Nursing in the United States Air Force By: Cadet Hahn


trained nurse has become one of the great blessings of humanity, taking a place beside the physician and the priest…” a quote by William Osler greatly defines the essence of nursing. Nurses provide care to patients in a multitude of ways: physically, emotionally, and spiritually. Nurses give their patients the medications they need to heal; sometimes they are the only form of support a patient has, and sometimes they are the person who advocates for the patient’s religious beliefs and moral conclusions to prevent stress from taking its toll on the patient’s body. This is true of the nurses that care for our civilian friends as well as the military nurses who care for our fellow Airmen. Air Force nurses go through slightly different training than nurses in the civilian sector do. Each nurse must complete their Bachelors of Science in Nursing degree and then once commissioned as a new graduate, they go through an 11 week course- the Nurse Transition Program. The Nurse Transition Program helps new graduate nurses to hone their skills, reorient to the clinical setting, and learn the differences between civilian hospitals and military hospitals. They then go on to their permanent duty station and are on orientation there as long as is mandated for that particular facility. The Air Force wants its nurses to be the most capable they can be!

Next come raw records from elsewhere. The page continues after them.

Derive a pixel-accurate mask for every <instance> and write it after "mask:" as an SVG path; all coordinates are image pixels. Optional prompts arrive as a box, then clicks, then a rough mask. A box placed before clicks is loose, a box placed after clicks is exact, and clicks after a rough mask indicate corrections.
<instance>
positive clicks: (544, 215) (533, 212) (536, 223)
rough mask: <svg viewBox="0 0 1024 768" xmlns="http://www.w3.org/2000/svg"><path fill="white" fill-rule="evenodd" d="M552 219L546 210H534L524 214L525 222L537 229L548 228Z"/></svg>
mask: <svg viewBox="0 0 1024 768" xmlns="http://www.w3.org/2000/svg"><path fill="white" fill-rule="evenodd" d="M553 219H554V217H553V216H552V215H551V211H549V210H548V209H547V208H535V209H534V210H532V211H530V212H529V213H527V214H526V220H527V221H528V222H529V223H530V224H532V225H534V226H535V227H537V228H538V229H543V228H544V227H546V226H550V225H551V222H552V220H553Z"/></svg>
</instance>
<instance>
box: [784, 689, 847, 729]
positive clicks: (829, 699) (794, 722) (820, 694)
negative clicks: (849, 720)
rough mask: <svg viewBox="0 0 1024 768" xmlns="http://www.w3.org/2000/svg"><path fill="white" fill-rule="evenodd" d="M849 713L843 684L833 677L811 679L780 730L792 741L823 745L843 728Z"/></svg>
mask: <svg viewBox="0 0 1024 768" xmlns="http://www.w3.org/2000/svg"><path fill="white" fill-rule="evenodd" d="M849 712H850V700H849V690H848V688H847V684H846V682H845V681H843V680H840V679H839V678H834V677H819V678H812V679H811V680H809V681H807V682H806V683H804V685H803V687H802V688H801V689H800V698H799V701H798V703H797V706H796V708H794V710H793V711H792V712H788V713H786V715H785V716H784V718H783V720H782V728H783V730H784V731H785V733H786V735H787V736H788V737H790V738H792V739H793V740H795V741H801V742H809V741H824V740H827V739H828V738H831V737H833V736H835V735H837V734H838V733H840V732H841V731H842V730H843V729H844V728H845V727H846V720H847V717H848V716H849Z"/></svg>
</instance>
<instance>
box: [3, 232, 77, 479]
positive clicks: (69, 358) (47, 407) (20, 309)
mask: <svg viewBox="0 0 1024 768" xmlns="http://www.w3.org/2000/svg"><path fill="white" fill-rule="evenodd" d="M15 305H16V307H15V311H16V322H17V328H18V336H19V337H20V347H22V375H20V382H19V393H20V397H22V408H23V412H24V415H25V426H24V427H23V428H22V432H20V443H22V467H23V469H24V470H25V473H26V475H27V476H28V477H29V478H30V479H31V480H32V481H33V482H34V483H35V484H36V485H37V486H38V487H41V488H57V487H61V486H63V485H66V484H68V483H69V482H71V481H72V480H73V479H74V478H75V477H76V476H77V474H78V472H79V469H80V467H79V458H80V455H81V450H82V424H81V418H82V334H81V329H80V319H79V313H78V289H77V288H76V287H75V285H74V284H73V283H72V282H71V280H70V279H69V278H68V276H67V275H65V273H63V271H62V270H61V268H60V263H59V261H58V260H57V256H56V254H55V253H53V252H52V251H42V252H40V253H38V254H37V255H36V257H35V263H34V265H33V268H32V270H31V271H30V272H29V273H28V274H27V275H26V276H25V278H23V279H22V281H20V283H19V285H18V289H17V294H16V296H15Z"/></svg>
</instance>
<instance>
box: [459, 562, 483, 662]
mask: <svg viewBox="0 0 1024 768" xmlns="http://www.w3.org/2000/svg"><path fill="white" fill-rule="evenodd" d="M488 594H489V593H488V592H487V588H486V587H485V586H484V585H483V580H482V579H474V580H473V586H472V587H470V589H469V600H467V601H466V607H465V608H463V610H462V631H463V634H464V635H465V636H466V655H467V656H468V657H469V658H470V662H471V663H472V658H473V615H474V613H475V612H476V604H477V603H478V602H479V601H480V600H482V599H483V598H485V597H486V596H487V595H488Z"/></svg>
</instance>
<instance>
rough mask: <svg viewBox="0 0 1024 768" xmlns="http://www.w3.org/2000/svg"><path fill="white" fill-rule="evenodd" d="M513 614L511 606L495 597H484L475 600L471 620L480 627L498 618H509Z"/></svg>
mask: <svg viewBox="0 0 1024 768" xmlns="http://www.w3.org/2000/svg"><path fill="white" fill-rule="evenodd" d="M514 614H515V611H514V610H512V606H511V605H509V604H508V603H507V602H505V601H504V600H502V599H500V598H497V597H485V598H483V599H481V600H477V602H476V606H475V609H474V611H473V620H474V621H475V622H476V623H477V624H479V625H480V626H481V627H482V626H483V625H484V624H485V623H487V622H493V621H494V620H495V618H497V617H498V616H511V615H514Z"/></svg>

Opportunities for nurses in the Air Force are vast and include every opportunity the civilian sector has to offer plus more! As a new graduate, nurses have only two choices to pick from: medical-surgical or labor and delivery. This process is so that new graduates can learn and become proficient in their skills before specializing if they want to. Once the new graduate nurse has chosen their first path in nursing, they must stick with that specialty for three years. After those three years, they have the choice to continue on in that area of practice or continue on to a different specialty which may require a fellowship. The nurse would then apply for the fellowship and wait to find out if they are chosen. Fellowships are for intensive care, emergent care and operating room nurses, as well as a few other specialties. Nurses may also choose to go back to school and become a Nurse Practitioner or a Certified Registered Nurse Anesthetist. Yet another opportunity for nurses is the Flight Nurse path. Nurses who want to go the Flight Nurse path would attend Flight Nurse School and SERE training. They are able to perform in overseas missions in transporting critical patients from violent, war-torn areas to areas that have hospitals for the higher level of care that they need. Nurses in the Air Force have two jobs- nurse and officer. As a new nurse, your job is to learn your skills and perfect them. As a new officer, your job is to take on the projects and positions given to you and learn leadership. As a nursing student myself, I have seen what nurses do. They comfort the anxious, protect those who are unable to speak for themselves, and above all serve their patients to the best of their abilities. I am not a nurse yet, but these are qualities that I too want to convey to my patients in the future. It is a humbling job and I for one am glad that nurses exist. As for my future in nursing and the Air Force see it as a blessing to get to serve those who fight for our freedom every day.